The data comes from the Baryon Oscillation Spectroscopic Survey (BOSS), which has measured the direction and redshift of about 1.2 million galaxies very precisely. The reason this is important is that it gives us a really good idea of the distribution of galaxies in our universe. The galaxies measured are not close ones. Their redshifts (known as z) are from 0.2 – 0.7, which means the light we observe has travelled for about 2.5 to 6.5 billion years. The galaxies are so distant that the answer to “how far away?” depends on what definition of distance you use.

Regardless of which definition of distance you mean, the greater the z redshift, the greater the distance. So by measuring this redshift very precisely for more than a million galaxies we know how galaxies are distributed across billions of light years. This allows us to look at the way galaxies clump together. The distribution of galaxy clusters lets us determine what is known as Baryon Acoustic Oscillation (BAO).

The basic idea of BAO is that small fluctuations in the distribution of matter and energy in the very early universe cause galaxies to cluster in a particular way. These are known as baryon acoustic oscillations, because they are variations (oscillations in space) of galaxies (baryonic matter). The “acoustic” part of the term means they have a sound-like quality to them, not that they have anything to do with sound as we usually mean.

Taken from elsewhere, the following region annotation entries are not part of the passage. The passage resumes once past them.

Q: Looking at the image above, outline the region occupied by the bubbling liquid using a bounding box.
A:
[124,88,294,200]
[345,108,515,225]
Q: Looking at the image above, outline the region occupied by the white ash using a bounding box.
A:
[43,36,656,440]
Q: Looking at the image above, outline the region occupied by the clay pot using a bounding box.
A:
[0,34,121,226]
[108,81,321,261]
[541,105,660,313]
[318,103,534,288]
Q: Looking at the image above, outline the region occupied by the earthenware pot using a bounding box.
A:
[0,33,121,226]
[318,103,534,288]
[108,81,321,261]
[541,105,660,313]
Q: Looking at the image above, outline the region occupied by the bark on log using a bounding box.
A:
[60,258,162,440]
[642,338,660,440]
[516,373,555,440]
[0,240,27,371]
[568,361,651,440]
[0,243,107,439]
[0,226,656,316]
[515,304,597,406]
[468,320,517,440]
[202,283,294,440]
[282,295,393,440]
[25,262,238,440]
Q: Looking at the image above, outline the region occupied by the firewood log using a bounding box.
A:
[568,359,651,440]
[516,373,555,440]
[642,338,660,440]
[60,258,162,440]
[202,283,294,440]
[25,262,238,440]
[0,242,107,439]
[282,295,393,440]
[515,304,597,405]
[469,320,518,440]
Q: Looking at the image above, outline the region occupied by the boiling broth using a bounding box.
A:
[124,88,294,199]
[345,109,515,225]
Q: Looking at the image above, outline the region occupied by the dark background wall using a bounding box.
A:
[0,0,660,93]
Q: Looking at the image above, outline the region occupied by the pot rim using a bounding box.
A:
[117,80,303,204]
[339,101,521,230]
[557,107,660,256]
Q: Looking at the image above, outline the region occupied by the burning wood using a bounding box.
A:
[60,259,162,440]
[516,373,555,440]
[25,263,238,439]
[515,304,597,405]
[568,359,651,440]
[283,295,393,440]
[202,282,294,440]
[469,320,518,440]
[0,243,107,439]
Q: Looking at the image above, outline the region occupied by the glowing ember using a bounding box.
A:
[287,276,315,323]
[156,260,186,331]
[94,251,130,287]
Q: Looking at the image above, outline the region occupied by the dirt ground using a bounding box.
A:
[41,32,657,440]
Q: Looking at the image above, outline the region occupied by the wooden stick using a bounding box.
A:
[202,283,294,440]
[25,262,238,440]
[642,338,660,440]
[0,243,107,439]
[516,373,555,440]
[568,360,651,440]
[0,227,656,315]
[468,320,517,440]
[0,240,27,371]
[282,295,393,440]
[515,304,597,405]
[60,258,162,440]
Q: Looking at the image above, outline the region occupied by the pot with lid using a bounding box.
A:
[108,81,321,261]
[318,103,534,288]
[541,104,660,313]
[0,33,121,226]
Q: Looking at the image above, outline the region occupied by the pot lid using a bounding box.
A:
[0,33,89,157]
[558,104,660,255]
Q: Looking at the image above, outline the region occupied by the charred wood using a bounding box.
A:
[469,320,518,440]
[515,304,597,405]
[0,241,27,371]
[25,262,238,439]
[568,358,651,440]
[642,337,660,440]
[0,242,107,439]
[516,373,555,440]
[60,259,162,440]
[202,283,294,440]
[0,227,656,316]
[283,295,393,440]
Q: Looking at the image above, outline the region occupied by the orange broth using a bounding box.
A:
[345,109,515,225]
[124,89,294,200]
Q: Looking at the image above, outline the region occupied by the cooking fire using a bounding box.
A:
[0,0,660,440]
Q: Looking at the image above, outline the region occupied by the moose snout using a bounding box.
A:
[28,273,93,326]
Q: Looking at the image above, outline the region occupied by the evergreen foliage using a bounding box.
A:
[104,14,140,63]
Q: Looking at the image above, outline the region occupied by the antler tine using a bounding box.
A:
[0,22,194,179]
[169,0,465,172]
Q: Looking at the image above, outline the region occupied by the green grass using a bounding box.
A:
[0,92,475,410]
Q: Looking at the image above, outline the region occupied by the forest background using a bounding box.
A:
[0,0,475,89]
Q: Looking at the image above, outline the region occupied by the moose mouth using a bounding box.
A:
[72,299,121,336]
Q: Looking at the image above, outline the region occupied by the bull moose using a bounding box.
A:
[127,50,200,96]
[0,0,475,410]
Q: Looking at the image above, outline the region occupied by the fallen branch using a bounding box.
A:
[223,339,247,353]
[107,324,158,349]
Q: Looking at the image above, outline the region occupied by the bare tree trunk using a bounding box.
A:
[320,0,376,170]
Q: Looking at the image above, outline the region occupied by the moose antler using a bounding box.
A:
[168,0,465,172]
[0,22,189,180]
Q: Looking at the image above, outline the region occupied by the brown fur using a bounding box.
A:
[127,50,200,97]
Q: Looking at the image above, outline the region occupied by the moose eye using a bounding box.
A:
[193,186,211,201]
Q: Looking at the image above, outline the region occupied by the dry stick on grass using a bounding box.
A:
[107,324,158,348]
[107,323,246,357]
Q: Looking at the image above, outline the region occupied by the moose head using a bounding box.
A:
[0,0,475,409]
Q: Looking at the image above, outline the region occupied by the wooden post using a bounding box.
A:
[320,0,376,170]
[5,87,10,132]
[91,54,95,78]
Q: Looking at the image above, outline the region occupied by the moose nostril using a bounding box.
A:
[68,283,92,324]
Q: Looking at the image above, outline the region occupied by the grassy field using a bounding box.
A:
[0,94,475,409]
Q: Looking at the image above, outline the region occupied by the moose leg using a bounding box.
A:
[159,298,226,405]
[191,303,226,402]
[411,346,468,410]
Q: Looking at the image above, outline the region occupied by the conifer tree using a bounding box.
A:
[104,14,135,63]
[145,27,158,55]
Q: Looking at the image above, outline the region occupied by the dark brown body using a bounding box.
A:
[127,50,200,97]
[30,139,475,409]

You can get an idea of this if you think of how sound waves affect air molecules. The sound waves cause the air molecules to be bunched together a bit in some regions (higher pressure), and spread apart more in others (lower pressure). As a result, sound waves create a variation of clustered air molecules. The clumping of air molecules depends on the speed of the sound waves in air. In the same way, the distribution of galaxy clusters depends depends on the scale of the cosmic ripples, somewhat like the artistic image below.

These fluctuations depend on the rate at which the universe expands, which depends on the amount of dark energy in the universe. So making such precise measurements of galaxies allows us to determine the amount of dark energy in the universe. From this survey, the present scale for clumping (known as the standard ruler) is about 490 million light years. This puts dark energy at about 69.2% of the universe.

We don’t yet know what dark energy is, but we now have a better measure of its effects.